Yet even if the exploitation of migrant workers in the United States occurs somewhat farther from the football pitch than it did in Qatar, this World Cup is unfolding in a society just as dependent on migrant labor, inviting a similar reckoning. Workers are killed by the heat in American fields just as they were while building Qatari stadiums. In both countries, migrant women report sexual abuse at the hands of visa sponsors and employers, and workers who advocate to improve their conditions risk deportation or the loss of their legal status.
Indeed, the most significant difference may be the United States’ own hypocrisy on the matter: While aggressively deporting undocumented migrants, the country continues to expand programs designed to entrench its dependence on their labor.
If football fans, players, and media interrogate and speak out against these realities, they can effect real change even in the least democratic of political systems.
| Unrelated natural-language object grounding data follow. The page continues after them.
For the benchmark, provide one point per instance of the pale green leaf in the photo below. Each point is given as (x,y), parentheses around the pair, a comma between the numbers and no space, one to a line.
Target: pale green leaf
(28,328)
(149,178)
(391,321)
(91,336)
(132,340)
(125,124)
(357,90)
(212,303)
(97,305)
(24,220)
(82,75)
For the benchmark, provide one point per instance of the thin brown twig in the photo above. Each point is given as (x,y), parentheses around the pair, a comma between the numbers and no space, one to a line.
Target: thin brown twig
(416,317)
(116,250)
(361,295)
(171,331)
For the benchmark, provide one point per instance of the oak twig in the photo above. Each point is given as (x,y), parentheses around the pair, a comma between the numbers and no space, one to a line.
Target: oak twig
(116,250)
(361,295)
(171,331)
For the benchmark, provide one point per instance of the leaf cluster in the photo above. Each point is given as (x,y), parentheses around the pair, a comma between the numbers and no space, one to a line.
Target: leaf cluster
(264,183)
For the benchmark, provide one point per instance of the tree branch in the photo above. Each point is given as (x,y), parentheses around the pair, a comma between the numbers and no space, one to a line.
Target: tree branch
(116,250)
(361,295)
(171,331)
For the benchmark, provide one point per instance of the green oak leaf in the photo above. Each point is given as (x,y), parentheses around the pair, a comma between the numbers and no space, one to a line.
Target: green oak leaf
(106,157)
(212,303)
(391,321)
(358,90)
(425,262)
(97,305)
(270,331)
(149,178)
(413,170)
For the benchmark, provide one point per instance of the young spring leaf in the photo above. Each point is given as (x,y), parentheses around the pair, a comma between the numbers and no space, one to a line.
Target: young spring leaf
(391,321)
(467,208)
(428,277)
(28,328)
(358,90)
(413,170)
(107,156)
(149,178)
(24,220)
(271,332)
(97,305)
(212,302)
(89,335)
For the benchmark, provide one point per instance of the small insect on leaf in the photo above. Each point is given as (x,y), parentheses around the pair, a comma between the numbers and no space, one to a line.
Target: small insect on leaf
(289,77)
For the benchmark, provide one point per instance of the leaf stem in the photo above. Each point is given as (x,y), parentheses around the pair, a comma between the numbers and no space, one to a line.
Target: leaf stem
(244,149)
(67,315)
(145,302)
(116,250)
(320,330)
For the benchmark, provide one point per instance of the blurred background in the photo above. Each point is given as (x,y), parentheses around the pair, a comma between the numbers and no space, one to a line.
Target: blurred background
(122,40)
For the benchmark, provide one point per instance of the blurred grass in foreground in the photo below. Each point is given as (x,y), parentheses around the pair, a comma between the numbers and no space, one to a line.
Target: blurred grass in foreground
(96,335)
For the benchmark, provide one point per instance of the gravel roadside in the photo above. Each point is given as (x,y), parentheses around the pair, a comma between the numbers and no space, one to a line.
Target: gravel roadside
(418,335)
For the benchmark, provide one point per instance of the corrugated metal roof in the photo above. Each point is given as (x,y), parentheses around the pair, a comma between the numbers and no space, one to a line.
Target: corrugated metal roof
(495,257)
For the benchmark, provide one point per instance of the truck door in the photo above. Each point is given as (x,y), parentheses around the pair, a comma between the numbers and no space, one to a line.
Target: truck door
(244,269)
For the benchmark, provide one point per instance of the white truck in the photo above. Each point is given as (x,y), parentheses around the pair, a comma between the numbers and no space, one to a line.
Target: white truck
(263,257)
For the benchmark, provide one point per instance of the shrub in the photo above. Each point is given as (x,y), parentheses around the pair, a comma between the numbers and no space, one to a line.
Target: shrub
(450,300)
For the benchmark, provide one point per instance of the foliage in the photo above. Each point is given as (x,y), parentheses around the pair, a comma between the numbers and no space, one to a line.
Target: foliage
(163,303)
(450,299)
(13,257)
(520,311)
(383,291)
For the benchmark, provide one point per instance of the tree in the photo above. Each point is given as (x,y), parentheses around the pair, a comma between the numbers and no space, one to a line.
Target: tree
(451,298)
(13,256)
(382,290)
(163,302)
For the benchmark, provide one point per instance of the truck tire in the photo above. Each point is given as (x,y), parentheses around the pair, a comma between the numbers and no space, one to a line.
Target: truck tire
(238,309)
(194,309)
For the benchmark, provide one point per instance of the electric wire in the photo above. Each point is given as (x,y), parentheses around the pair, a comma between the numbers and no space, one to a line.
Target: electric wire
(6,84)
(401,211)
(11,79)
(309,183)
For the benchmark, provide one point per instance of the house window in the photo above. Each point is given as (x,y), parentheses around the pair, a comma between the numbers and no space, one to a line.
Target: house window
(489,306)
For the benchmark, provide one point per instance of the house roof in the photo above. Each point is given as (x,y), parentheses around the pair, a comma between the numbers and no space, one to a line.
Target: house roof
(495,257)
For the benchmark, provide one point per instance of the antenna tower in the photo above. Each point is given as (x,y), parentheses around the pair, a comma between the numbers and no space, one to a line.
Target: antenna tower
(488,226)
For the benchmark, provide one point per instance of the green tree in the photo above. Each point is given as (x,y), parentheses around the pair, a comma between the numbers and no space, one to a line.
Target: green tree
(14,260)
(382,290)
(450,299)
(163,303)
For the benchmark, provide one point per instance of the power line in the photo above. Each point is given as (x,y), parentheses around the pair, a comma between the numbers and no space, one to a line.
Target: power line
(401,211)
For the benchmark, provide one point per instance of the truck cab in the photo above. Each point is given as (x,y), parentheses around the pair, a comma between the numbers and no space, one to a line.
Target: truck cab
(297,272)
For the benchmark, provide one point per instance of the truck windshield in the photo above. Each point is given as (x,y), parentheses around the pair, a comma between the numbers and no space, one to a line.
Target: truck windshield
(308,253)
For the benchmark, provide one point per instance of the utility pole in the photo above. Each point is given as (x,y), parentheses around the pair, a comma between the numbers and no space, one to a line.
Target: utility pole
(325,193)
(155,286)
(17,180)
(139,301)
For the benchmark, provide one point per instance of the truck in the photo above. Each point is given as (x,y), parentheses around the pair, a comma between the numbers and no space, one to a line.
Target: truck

While reform efforts remain deeply flawed, the focus on the kafala system ahead of the 2022 World Cup resulted in a commitment by the Qatari government to better treatment for migrant workers, most notably in the passage of laws against the confiscation of workers’ passports by employers. (This particular form of abuse continues to unfold in the United States despite its technical illegality.)
The 2026 World Cup is an opportunity for the international community to once again raise its voice on behalf of exploited migrant workers in the host country. Migrant workers may not run the United States or the Gulf, but they make both run. This World Cup, they are definitely the ones who the world should be rooting for.